How Good an Estimator Are You? Part II

Here are the answers to the quiz presented in How Good an Estimator Are You?

If you're concerned that a quiz like this has nothing to do with software development, consider:

In software, you aren't often asked to estimate the volume of the Great Lakes or the surface temperature of the sun. Is it reasonable to expect you to be able to estimate the amount of U.S. currency in circulation or the number of books published in the U.S., especially if you're not in the U.S.?

Software developers are often asked to estimate projects in unfamiliar business areas, projects that will be implemented in new technologies, the impacts of new programming tools on productivity, the productivity of unidentified personnel, and so on. Estimating in the face of uncertainty is business as usual for software estimators. The rest of [the book Software Estimation: Demystifying the Black Art] explains how to succeed in such circumstances.

If you haven't read the entry with the quiz questions, please read it now before reading any further, so you'll have an opportunity to try it before seeing the answers.

Question Answer
Surface temperature of the sun 10,000F / 6,000C
Latitude of Shanghai 31 degrees North
Area of the Asian continent 17,139,000 square miles
44,390,000 square kilometers
The year of Alexander the Great's birth 356 BC
Total value of U.S. currency in circulation in 2004 $719.9 billion
Total volume of the Great Lakes 5,500 cubic miles
23,000 cubic kilometers
2.4 x 10^22 cubic feet
6.8 x 10^20 cubic meters
1.8 x 10^23 U.S. gallons
6.8 x 10^23 liters
Worldwide box office receipts for the movie Titanic $1.835 billion
Total length of the coastline of the Pacific Ocean 84,300 miles
135,663 kilometers
Number of book titles published in the U.S. since 1776 22 million
Heaviest blue whale ever recorded 380,000 pounds
190 English tons
170,000 kilograms
170 metric tons

The specific goal of the exercise was to estimate at the 90 percent confidence level. There are 10 questions in the quiz, so if you were truly estimating at a 90 percent confidence level, you would have gotten about 9 answers correct.

McConnell gives this quiz to every participant in his estimation course. The results are pictured in the chart below.

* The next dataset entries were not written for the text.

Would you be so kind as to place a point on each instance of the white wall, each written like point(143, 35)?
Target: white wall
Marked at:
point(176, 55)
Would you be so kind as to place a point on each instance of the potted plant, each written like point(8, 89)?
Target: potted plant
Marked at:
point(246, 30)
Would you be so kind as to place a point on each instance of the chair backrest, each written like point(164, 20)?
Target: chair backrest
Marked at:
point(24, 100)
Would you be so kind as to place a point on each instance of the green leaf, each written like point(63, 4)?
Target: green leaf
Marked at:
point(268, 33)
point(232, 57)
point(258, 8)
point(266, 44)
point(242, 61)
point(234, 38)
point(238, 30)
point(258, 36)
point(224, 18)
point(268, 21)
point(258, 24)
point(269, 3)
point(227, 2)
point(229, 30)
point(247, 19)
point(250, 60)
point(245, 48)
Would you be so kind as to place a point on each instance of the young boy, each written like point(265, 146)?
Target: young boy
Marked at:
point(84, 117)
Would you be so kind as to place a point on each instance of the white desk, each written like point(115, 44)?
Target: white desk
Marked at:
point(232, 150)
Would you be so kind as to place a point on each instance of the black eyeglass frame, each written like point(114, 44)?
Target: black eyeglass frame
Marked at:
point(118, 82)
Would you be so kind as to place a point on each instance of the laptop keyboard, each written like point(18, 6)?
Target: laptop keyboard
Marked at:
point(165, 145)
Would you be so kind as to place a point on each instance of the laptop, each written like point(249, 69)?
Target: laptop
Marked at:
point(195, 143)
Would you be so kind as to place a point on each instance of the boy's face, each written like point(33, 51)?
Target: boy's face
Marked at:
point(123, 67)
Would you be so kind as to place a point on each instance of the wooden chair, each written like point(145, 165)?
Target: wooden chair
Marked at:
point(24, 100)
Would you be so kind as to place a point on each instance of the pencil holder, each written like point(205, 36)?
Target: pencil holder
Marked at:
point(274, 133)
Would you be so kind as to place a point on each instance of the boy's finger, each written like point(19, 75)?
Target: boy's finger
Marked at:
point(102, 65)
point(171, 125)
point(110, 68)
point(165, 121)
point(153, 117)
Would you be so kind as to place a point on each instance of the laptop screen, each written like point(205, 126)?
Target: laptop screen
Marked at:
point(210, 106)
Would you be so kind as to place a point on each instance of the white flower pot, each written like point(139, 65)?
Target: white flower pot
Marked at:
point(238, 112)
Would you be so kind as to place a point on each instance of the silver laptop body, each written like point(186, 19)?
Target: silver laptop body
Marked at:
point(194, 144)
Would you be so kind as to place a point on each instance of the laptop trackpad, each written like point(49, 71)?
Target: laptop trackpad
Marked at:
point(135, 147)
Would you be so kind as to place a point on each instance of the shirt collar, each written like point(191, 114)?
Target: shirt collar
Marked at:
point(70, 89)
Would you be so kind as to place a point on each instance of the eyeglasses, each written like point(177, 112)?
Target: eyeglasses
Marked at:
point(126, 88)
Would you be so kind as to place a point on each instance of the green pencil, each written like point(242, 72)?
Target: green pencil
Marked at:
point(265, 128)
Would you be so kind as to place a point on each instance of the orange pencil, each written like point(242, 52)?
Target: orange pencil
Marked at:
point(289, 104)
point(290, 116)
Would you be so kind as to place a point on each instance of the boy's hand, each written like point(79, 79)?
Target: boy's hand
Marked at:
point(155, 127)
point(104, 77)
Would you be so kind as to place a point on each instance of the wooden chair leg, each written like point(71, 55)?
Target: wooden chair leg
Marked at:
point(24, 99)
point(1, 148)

He offers this analysis of the data:

For the test takers whose results are shown in the figure, the average number of correct answers is 2.8. Only 2 percent of quiz takers score 8 or more correct answers. No one has ever gotten 10 correct. I've concluded that most people's intuitive sense of "90% confident" is really comparable to something closer to "30% confident." Other studies have confirmed this basic finding (Zultner 1999, Jrgensen 2002).

Additionally, the few people who manage to get close to the goal of ~9 correct answers typically feel they did something wrong:

When I find the rare person who gets 7 or 8 answers correct, I ask "How did you get that many correct?" The typical response? "I made my ranges too wide."

My response is, "No, you didn't! You didn't make your ranges wide enough!" If you get only 7 or 8 correct, your ranges were still too narrow to include the correct answer as often as you should have.

We are conditioned to believe that estimates expressed as narrow ranges are more accurate than estimates expressed as wider ranges. We believe that wide ranges make us appear ignorant or incompetent. The opposite is usually the case.

So, what have we learned from this exercise?

  • When you ask someone for a range that provides 90% confidence, expect 30% confidence on average.
  • People are naturally hesitant to provide wide ranges – even when the confidence level requires a wide range to be accurate – because they feel that narrow estimates are a sign of a better estimate.

Narrow estimates are self-defeating, but unfortunately they are human nature. Unless you have specific data that supports your narrow estimate, your estimate probably should be wider than you made it.